Дифтерия
Для токсической Д. ротоглотки II и III степени и гипертоксической Д. характерно одновременное появление и быстрое нарастание интоксикации, болевых ощущений, отека слизистой оболочки ротоглотки, распространение пленчатых налетов и увеличение регионарных лимфатических узлов. Начало болезни при этих формах острое или бурное, высокая температура тела (39—41°) держится в течение 3—5 дней, отмечаются резкая головная боль, прогрессирующая слабость, резкая бледность кожи, анорексия. возможны периодическое возбуждение по типу делирия, повторная рвота, боли в животе. Боль в горле затрудняет глотание твердой, а затем и жидкой пищи. Кроме того, больные жалуются на сильные боли в области шеи, боли при открывании рта и пальпации шейных лимфатических узлов; чем больше компонентов болевого синдрома, тем тяжелее форма болезни. Рано появляются выраженный отек небных миндалин (они смыкаются, выбухают кпереди), мягкого и твердого неба, а также пленчатые налеты на гиперемированных с цианотичным оттенком миндалинах и слизистой оболочке ротоглотки (рис. 3 в). При отсутствии лечения противодифтерийной сывороткой налеты сохраняются до 2—3 нед. Быстро и значительно увеличиваются (до 3—5 см в диаметре) и уплотняются регионарные лимфатические узлы. Характерен резкий приторно-сладкий запах изо рта, который может ощущаться даже на расстоянии от больного.
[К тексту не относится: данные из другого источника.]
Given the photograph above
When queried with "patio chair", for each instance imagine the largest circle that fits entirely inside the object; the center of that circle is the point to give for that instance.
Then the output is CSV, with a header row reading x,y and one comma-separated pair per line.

Отек подкожной клетчатки шеи (рис. 3 б) появляется на 1—2-е сутки болезни, быстро увеличивается и распространяется вниз по передней поверхности шеи до ключиц (при токсической дифтерии II степени), ниже ключиц (при токсической дифтерии III степени). При гипертоксической Д., а иногда и при токсической дифтерии III степени отек может переходить на лицо и спину, резко выбухает. Если не проводится лечение противодифтерийной сывороткой, у больных токсической дифтерией III степени и гипертоксической Д. развивается инфекционно-токсический шок — на 2—3-й день болезни при токсической дифтерии III степени и на 1—2-й день при гипертоксической Д.; затем присоединяется ДВС-синдром, или тромбогеморрагический синдром (токсическая дифтерия III степени с геморрагическим синдромом геморрагический вариант гипертоксической формы Д.). Возможно развитие инфекционно-токсического шока и ДВС-синдрома и при токсической Д. ротоглотки II степени, этому способствуют ранний возраст больного и сочетание с Д. другой локализации.
При гипертоксической Д. интоксикация с развитием симптомов инфекционно-токсического шока может опережать развитие местного процесса, причем в первые часы болезни отмечается более быстрое нарастание отека в перитонзиллярной и перифаринтеальной областях, чем на миндалинах. При молниеносном варианте гипертоксической Д. летальный исход может наступить до развития характерного местного процесса.
Для субтоксической, токсической и гипертоксической Д. ротоглотки характерны лейкоцитоз с выраженным нейтрофильным и палочкоядерным сдвигом (в тяжелых случаях число палочкоядерных форм достигает 25—50%), протеинурия, цилиндрурия.
Дифтерия гортани (устаревшее: дифтерийный круп) среди других форм Д. регистрируется у 3—4% непривитых детей, крайне редко — у взрослых. Примерно в 10 раз чаще Д. гортани наблюдается в сочетании с Д. другой локализации (преимущественно с Д. ротоглотки). Различают локализованную Д. гортани и распространенную Д. гортани и трахеи (вариант А) и Д. гортани, трахеи и бронхов (вариант Б). Наиболее тяжело протекает распространенная, Д. гортани.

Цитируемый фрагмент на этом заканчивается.